Rainbow attack

Rainbow attack is an implementation of the Faster Cryptanalytic Time-Memory Trade-Off method developed by Dr Philippe Oechslin. The idea is to generate the password hash tables in advance (only once), and during the audit/recovery process, simply look up the hash in these pre-computed tables. Such process dramatically reduces the auditing time (especially for complex passwords). Due to the nature of this attack, not all passwords can be found (although with a probability which can be as high as needed).

To access Rainbow attack settings, switch the Attack type to Rainbow, and click on the Rainbow attack tab (second tab, next to the Hashes tab).

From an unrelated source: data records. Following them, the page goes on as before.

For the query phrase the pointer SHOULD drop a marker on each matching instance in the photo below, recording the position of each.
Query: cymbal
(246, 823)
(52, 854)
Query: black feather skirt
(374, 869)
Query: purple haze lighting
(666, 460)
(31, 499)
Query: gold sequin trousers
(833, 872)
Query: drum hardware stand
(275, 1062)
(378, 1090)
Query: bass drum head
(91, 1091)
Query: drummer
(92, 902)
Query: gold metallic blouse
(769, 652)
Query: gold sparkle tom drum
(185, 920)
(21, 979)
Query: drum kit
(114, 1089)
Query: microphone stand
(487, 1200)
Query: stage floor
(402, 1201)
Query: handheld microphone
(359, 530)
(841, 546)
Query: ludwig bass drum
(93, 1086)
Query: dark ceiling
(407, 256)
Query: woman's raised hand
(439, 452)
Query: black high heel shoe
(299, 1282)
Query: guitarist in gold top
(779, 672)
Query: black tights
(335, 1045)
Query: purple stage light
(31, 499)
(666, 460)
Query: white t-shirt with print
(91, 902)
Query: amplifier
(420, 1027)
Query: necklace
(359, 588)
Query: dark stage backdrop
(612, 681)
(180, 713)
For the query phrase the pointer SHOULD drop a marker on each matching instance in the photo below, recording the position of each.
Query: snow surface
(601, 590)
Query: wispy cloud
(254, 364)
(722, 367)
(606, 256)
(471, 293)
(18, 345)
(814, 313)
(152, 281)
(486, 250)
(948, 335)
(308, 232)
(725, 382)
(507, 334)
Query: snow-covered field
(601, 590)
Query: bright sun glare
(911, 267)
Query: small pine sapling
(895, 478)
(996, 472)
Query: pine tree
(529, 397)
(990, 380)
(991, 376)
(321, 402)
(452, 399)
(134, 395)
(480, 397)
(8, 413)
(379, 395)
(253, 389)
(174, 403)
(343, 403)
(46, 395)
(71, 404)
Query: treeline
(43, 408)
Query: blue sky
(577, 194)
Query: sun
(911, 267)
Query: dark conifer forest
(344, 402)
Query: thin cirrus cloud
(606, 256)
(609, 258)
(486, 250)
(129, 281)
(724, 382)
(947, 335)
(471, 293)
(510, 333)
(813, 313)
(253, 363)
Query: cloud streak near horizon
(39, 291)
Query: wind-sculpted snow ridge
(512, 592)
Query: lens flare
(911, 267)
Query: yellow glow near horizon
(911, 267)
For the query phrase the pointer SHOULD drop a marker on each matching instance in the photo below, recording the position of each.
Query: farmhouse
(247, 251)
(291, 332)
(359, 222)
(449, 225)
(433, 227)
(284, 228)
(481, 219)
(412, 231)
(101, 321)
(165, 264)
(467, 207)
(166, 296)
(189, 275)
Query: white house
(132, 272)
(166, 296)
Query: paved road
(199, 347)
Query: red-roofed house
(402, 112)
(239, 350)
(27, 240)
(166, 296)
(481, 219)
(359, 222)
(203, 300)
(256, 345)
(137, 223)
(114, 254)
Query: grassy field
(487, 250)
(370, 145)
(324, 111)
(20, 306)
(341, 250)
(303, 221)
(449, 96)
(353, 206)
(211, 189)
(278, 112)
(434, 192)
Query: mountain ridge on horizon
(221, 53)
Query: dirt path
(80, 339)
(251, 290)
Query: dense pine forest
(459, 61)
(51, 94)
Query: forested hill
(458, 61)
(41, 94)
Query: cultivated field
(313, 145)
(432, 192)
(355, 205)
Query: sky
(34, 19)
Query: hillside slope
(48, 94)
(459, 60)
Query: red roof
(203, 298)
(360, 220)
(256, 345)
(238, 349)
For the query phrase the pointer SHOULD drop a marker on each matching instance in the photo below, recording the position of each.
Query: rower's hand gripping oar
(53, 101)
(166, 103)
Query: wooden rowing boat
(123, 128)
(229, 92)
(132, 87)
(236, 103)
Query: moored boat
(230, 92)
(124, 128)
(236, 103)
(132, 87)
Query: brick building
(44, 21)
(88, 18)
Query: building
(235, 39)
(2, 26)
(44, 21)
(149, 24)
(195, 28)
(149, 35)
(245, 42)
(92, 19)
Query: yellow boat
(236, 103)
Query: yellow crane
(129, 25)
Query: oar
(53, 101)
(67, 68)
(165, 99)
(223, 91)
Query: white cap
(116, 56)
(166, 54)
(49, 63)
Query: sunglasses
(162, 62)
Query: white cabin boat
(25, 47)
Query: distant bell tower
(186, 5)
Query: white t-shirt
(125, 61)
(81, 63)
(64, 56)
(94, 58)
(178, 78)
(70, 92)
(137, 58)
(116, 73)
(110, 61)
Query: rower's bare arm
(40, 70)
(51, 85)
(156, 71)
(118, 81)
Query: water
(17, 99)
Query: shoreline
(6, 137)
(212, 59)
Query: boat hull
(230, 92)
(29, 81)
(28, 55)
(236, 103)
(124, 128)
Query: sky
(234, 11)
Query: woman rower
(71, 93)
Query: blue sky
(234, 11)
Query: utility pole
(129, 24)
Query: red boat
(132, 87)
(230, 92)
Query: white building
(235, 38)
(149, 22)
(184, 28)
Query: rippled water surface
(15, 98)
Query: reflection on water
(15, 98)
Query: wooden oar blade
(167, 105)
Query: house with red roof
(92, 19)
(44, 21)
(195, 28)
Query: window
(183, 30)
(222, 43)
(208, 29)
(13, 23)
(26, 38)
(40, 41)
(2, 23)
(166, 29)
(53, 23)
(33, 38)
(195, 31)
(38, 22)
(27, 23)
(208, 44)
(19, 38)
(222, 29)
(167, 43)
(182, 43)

If you already have the tables, click on the Rainbow tables list button, and you will be able to browse for the tables for further attack (you can add several tables at once), remove the tables from the list, and move them up and down; when completed, press Close, and proceed with the attack itself.

To create your own tables, press the Generate tables button. There are a few settings there:

LM and NTLM hash tables can be generated; see About Windows passwords for details on hash types.

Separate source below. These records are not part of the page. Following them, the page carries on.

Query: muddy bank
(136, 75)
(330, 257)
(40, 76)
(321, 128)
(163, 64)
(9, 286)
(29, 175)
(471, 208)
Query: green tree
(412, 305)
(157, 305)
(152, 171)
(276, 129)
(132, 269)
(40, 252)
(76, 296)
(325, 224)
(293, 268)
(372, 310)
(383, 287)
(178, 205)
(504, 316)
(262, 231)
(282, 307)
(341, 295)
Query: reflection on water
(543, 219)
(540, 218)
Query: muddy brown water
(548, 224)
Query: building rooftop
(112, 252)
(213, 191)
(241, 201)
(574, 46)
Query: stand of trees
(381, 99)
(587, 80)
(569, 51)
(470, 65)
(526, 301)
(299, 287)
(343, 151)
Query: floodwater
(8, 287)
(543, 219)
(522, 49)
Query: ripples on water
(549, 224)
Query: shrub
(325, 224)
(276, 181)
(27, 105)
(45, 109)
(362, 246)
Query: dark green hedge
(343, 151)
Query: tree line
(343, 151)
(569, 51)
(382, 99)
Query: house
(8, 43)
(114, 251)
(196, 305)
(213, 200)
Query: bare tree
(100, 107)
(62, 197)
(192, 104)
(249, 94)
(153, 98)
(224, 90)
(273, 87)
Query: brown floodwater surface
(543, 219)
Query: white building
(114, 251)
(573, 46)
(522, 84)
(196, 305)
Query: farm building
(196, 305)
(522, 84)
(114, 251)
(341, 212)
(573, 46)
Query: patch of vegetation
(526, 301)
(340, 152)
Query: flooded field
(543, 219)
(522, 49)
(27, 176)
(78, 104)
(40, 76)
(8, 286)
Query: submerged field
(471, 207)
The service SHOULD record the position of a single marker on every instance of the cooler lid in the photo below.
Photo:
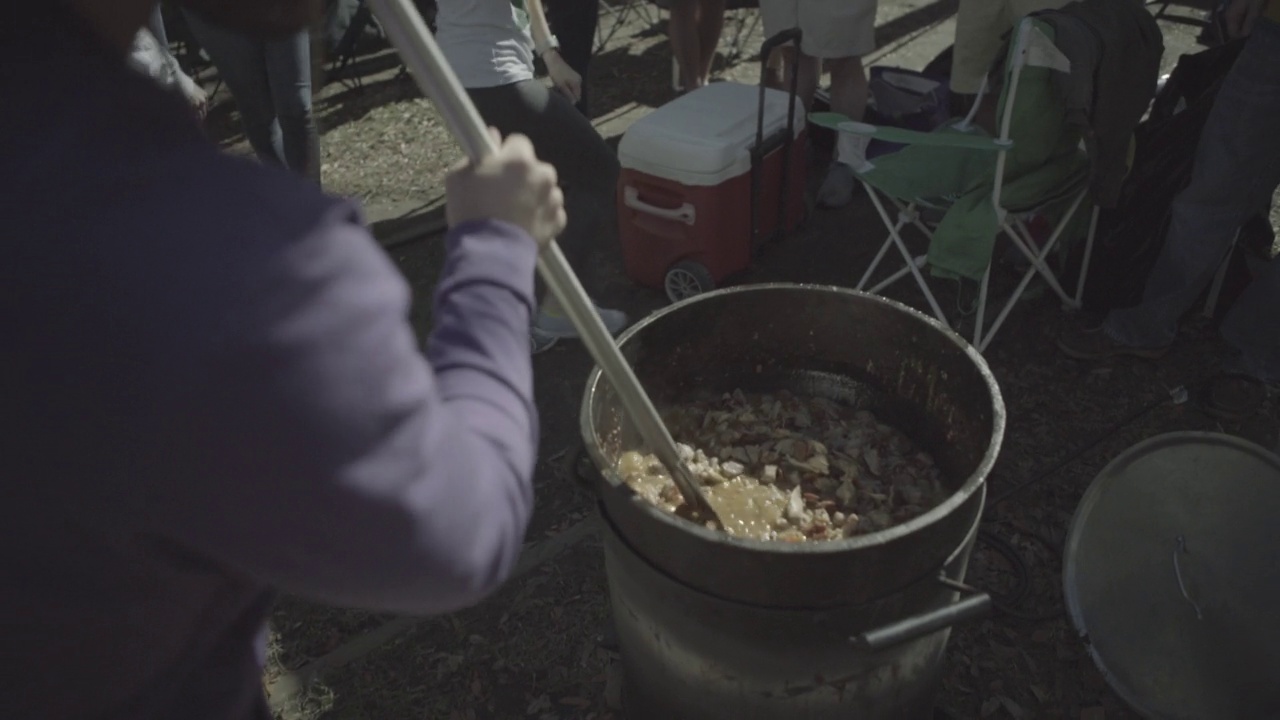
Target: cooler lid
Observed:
(704, 137)
(1171, 575)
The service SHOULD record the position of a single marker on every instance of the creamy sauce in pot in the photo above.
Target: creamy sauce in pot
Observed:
(787, 468)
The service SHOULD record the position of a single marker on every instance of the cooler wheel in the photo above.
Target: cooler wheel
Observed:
(686, 279)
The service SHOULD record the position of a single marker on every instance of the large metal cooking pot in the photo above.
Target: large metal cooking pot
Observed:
(690, 656)
(881, 355)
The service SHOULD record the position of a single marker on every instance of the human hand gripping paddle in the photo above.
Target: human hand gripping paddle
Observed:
(412, 40)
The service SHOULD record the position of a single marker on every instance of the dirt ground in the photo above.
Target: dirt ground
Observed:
(534, 650)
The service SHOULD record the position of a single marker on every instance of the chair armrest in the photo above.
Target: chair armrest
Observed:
(841, 123)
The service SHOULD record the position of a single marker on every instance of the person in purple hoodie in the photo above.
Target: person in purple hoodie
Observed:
(211, 392)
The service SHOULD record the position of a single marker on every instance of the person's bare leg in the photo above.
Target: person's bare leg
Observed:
(778, 68)
(807, 81)
(682, 32)
(849, 89)
(711, 23)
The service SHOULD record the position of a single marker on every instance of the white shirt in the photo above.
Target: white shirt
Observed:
(485, 41)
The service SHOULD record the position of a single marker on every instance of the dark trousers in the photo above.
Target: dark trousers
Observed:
(574, 24)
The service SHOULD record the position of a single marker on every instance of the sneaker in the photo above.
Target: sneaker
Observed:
(837, 188)
(554, 327)
(1095, 343)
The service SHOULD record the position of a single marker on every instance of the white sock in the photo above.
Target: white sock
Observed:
(851, 150)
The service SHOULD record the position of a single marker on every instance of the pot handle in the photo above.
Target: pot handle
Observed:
(972, 607)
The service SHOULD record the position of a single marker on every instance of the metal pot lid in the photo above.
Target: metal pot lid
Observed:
(1173, 577)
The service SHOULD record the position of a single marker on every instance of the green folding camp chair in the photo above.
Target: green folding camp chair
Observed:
(1037, 164)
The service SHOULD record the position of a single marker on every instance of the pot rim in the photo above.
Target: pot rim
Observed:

Minimum and Maximum; typically, from 1 to 7 (to cover all password space for LM hashes). However, if you want to audit just 6-character passwords (and second halves of passwords that are from 8 to 15 characters long), you can create more effective and still relatively small tables for length from 1 to 6.

Typical values are from 1000 to 10000. When this value is increased, you get better probability, but worse generation and cryptanalysis times.

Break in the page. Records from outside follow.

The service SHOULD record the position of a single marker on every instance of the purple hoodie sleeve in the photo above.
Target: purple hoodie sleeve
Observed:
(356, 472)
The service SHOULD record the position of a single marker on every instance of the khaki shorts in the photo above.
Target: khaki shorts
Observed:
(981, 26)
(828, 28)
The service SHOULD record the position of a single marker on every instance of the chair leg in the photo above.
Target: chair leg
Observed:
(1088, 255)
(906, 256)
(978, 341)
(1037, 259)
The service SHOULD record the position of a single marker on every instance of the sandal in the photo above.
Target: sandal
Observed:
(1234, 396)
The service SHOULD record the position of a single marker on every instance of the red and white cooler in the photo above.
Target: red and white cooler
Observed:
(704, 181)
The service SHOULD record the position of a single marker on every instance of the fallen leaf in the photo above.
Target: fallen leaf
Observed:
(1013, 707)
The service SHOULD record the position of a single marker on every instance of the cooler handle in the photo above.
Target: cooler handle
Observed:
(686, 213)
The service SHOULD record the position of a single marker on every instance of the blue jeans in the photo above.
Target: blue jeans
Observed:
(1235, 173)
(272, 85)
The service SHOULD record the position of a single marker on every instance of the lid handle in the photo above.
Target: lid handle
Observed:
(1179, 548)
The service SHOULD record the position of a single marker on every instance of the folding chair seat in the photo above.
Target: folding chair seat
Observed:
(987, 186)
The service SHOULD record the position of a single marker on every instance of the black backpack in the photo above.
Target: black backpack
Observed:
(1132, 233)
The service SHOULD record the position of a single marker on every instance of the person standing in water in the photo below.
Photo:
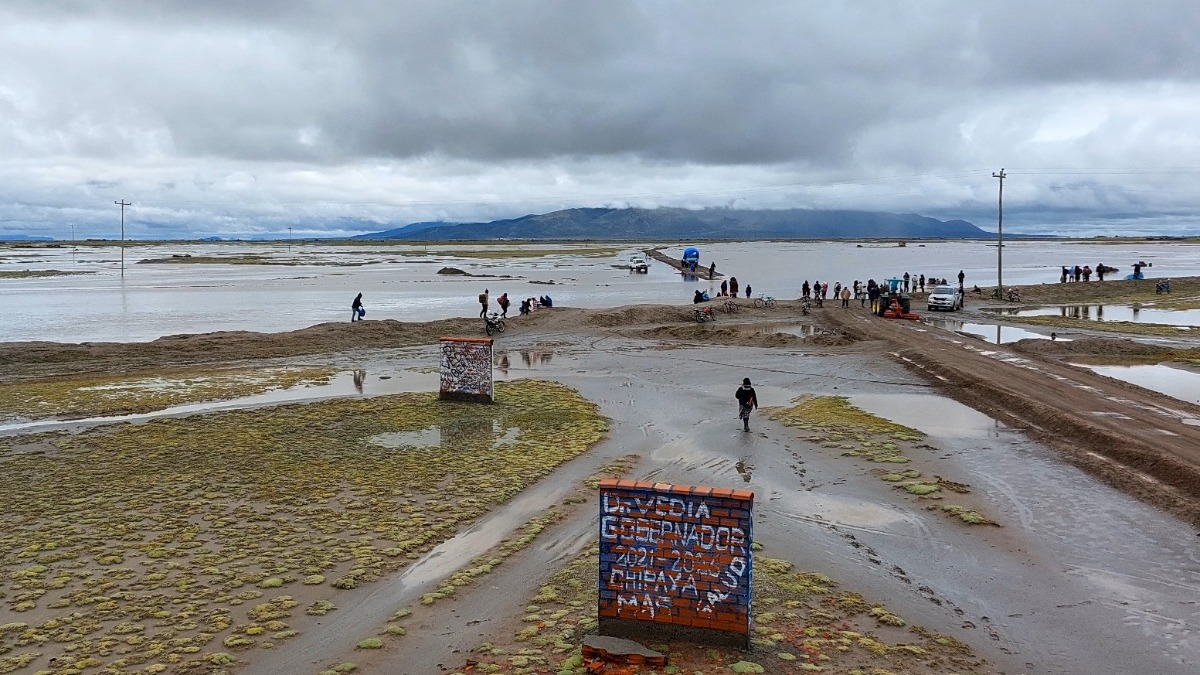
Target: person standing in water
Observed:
(747, 401)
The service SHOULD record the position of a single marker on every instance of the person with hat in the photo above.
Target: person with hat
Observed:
(747, 401)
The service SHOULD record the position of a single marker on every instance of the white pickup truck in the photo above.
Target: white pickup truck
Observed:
(946, 298)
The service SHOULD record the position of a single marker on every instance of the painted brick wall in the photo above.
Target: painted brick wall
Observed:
(467, 369)
(676, 554)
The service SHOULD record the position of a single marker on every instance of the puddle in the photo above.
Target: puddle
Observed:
(525, 358)
(993, 333)
(1175, 382)
(1133, 314)
(799, 330)
(744, 470)
(346, 383)
(427, 437)
(931, 414)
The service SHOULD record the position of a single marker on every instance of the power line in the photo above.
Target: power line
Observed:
(123, 203)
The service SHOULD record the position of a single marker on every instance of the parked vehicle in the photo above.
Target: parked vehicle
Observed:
(945, 298)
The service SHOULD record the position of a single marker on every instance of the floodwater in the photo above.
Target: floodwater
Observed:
(1176, 382)
(1135, 314)
(315, 282)
(993, 333)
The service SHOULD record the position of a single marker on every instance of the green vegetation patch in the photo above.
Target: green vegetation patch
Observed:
(803, 622)
(198, 529)
(837, 424)
(39, 273)
(103, 394)
(1127, 327)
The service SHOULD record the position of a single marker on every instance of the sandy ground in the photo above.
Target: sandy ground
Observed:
(1083, 575)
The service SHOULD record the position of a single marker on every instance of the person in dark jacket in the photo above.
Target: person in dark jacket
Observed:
(748, 400)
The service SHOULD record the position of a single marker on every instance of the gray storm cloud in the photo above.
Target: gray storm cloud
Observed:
(247, 118)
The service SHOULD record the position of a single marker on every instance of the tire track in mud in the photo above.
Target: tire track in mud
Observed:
(1138, 441)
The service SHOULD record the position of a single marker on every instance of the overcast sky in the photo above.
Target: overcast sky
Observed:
(244, 118)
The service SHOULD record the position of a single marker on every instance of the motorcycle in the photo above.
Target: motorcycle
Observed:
(493, 323)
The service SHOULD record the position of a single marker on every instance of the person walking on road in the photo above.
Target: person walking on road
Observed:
(747, 401)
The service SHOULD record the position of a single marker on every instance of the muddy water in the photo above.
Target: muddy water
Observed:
(1177, 382)
(993, 333)
(1135, 314)
(315, 282)
(358, 382)
(1079, 579)
(1061, 573)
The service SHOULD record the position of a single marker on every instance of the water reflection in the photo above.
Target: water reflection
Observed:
(995, 334)
(1134, 314)
(745, 470)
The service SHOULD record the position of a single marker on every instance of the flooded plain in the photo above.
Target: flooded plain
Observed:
(289, 287)
(1133, 314)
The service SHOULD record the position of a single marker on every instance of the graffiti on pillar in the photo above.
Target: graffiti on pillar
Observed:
(675, 554)
(467, 369)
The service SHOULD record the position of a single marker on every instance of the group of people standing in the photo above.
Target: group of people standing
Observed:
(527, 305)
(1075, 273)
(730, 288)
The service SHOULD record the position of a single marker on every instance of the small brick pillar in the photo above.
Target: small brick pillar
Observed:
(676, 556)
(467, 370)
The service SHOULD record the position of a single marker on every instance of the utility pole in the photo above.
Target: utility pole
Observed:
(123, 203)
(1000, 236)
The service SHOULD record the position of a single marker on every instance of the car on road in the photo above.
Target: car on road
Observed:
(946, 298)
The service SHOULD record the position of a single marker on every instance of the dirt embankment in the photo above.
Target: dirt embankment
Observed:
(1139, 441)
(31, 359)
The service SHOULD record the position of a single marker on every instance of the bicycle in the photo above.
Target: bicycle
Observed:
(1012, 294)
(765, 302)
(493, 323)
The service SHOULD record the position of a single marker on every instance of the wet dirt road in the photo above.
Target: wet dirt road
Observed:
(1081, 578)
(1140, 441)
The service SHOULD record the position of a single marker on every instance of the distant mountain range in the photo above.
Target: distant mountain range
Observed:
(685, 223)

Chain count affects the table size (and so disk space), table size, probability and generation time (but not cryptanalysis time).

Number of tables to generate, or indexes of tables if you distribute the table generation process across a few computers. More tables you have, the better success rate is achieved. For example, if one table gives a probability of 60% (0,6), two tables will give 1 - (1 - 0,6) * (1 - 0,6) = 0,84 (84%). With three such tables, the probability is already 1 - (1 - 0,6) ^ 3 = 0,936 (93,6%). But of course, the total space also increases dramatically.

Press Browse to select the folder to save generated tables to (before starting the generation process, please verify that there is enough free space there).

Once all parameters are selected, PPA immediately calculates the key space (the total number of passwords in the given range; actually, it depends only on the character set and password length), disk space (size of each table multiplied by number of tables), and success probability. You can also run the benchmark: press Start, and PPA calculates the speed of your computer on these operations, and so the table precomputation time, total precomputation time, and maximum cryptanalysis time.

There are some typical configurations (for LM hash type, length from 1 to 7; the time is calculated for Pentium 4 3.0GHz CPU) you can use, for example:

	#1	#2	#3	#4
Charset	alpha	alpha-numeric	alpha-num-sym14	all
Chain length	2,100	2,400	12,000	20,000
Chain count	8,000,000	40,000,000	40,000,000	100,000,000
Tables	5	7	13	20
Success rate	99.9%	99.9%	99.9%	99,3%
Total space	640 Mb	4,480 Mb	8,320 Mb	32,000 Mb
Max gen. time	17h	5d 14h	52d	332d
Max analysis time	7 s	14 s	11 m	48 m

The tables for first three configurations can fit into one CD, DVD (Single Layer) and DVD (Double Layer), respectively. For the last configuration (with a complete character set), they take about 32 gigabytes and need 369 days to generate (so you have to use multiple computers), but with such tables, any password can be recovered in just about an hour with 99,3% probability. Normally, it would take up to 3 weeks to recover such password using a brute-force attack.